A lot of things have changed in the delivery business since I was a letter carrier, none of them for the better, but this is not an instruction we ever had to deal with. Personally, I would not be anxious to march up to someone’s front door with a very large parcel loudly containing alcohol, only to meet someone three sheets to the wind who’s looking for an extra sail, and have to yank it back. “I don’t think so, Bucko,” I’d have to say, and it wouldn’t go over well at all, and he’d end up yelling at me all the way back to the truck. “If you needed me sober, you should have gotten here before ten in the morning!”

Probably nothing would come of it. Letter carriers occupy an odd niche in people’s lives and they tend to think of us as some sort of real officials, right up there with the police and the I.R.S. I think it’s the uniform. I know I could walk around uniformed in parts of town I’d be nervous about if I was wearing my civvies. There’s no sense to be made of that, especially in light of the disreputable condition most carriers’ uniforms are in.
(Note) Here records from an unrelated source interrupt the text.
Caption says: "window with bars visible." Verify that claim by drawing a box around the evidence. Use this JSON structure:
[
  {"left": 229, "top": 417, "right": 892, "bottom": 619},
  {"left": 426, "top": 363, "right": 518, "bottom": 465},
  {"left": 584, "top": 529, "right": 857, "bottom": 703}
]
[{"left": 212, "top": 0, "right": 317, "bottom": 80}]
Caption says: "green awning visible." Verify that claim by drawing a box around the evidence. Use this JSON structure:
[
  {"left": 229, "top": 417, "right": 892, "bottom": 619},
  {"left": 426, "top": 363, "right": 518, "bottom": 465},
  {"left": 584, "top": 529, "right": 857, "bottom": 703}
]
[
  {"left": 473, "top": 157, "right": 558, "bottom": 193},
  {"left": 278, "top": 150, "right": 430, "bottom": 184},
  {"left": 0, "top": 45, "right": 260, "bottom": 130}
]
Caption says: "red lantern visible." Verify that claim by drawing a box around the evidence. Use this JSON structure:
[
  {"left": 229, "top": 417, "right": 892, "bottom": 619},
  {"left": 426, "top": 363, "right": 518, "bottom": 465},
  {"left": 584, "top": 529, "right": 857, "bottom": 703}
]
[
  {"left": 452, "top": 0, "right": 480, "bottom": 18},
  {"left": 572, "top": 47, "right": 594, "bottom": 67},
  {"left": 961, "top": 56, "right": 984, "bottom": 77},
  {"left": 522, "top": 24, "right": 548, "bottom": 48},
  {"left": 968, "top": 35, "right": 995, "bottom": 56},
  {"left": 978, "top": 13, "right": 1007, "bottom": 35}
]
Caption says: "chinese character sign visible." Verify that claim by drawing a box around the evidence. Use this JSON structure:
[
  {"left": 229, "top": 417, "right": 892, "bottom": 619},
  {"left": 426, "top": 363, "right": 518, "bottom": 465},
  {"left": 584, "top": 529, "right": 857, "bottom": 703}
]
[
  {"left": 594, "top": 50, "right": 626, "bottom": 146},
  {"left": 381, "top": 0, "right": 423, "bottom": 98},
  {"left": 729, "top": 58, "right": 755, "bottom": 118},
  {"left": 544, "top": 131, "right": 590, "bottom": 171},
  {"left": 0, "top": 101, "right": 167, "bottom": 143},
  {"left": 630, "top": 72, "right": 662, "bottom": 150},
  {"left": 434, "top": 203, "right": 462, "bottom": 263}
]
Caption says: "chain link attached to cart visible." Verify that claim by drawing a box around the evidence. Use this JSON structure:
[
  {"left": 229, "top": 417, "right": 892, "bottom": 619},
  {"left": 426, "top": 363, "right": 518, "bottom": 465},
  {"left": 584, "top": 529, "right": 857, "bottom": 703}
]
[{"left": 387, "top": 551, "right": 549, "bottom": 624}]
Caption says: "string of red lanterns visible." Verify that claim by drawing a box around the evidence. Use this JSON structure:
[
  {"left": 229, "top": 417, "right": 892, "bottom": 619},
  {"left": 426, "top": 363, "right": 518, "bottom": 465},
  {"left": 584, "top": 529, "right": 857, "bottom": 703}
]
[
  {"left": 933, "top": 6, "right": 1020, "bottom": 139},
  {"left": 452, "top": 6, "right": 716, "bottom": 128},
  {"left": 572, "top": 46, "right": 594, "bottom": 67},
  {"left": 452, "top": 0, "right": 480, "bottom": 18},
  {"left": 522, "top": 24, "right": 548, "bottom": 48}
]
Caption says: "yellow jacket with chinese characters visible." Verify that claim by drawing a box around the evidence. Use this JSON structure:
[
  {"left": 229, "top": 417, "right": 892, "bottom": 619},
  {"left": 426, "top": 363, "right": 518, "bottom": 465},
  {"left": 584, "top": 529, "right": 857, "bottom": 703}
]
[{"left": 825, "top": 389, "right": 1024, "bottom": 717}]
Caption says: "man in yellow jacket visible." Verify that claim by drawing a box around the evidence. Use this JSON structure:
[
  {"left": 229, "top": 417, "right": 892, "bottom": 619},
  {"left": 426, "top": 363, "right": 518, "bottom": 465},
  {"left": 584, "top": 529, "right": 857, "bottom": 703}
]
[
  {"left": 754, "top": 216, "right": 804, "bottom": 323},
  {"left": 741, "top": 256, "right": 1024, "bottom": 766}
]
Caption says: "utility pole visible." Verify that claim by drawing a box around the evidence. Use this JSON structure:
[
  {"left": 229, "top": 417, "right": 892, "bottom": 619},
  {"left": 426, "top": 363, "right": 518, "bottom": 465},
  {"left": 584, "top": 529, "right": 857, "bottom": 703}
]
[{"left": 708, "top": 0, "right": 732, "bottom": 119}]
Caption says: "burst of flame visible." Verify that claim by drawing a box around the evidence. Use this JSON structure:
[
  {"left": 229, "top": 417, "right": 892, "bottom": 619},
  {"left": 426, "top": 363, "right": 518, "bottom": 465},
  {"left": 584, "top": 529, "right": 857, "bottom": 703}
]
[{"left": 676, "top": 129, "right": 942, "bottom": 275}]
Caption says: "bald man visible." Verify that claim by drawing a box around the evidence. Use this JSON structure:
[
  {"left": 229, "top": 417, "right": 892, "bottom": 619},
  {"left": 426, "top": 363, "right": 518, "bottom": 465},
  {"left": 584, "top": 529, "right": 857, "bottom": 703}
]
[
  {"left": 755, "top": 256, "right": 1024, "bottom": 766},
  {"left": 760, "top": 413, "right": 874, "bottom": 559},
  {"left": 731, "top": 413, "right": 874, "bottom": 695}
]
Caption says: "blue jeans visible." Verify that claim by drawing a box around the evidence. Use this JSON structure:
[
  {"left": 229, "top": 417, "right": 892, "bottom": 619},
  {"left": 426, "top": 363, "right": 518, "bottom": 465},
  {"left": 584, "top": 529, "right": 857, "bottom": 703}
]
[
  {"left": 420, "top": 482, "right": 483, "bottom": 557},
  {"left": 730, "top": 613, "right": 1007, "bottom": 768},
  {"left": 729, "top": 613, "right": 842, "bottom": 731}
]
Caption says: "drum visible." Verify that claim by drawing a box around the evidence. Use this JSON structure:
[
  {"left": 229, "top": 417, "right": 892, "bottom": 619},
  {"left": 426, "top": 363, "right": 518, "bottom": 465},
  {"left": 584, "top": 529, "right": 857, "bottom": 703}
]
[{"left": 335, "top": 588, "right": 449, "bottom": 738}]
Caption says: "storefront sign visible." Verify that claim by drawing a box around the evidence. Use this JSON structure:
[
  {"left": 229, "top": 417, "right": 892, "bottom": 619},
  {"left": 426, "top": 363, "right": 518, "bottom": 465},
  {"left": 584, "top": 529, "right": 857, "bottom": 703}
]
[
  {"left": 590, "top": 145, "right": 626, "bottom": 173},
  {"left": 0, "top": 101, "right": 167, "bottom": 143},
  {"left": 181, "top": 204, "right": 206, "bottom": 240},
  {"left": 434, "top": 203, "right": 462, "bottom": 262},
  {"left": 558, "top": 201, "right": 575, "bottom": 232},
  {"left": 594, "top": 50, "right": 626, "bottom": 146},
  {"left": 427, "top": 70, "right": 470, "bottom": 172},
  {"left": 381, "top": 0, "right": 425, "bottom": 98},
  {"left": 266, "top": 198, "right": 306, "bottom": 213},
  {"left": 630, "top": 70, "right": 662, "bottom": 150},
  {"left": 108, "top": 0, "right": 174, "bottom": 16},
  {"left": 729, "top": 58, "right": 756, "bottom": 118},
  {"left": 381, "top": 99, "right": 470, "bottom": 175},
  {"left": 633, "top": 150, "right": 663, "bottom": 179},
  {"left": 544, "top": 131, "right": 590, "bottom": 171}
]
Nobody can wrinkle up permanent-press like a hardened letter carrier.

It wouldn’t have done any good to mushily protest to a letter carrier that you’re not intoxicated. We knew intoxicated. On any given day a full third of the work force was either hungover or applying medicinal alcohol to a hangover, no matter what time of day it was. The very first day I carried mail, in 1977, I was accompanying my trainer on his route. We sorted the mail—well, mostly he did, but I poked in a few pieces here and there—pulled it down, banded it out, arranged it in our truck, and drove to Clementine’s Lounge down the street. We joined another eight employees at the bar who already had their Bloody Marys going and one of them was our supervisor. It was eight a.m.

Don’t tell me you’re not drunk, Mister. You’re both of you drunk.

Sobriety was not a requirement in our job, way back in the ‘70s. But there was never a chance a letter carrier would break into a customer’s box of alcohol. We were intemperate, vulgar, soiled, unmanageable, and insubordinate, but by all that’s holy we could deliver mail. In a crew with not much else to be proud of, we were fiercely proud of that. We’d get that last letter delivered if the slot was up thirty icy steps and guarded by a surly Afghan hound with a brain the size of a pistachio. We’d deliver it if it was addressed only to Grandma Main Street. We’d hold that big package under our rain cape, looking like a walking TV set, and deliver it safe and dry in the designated hidey-hole only we knew about.

My goodness, I once had a customer who was having an affair, and her beloved sent a mash note on a post card so her husband would see it, and I delivered it to her personally at her office instead.

Well, I liked her.

Anyway, now the post office tolerates none of that, although it does track a letter carrier’s every twitch and step, and believes it can quantify their performance according to metrics that make sense only to people who have never delivered mail, and stuff gets misdelivered or lost with considerably more frequency by miserable but sober people who can’t wait to start drinking after they punch off the clock.

Hey. If the Postmaster General doesn’t care, and he doesn’t, why should the carriers?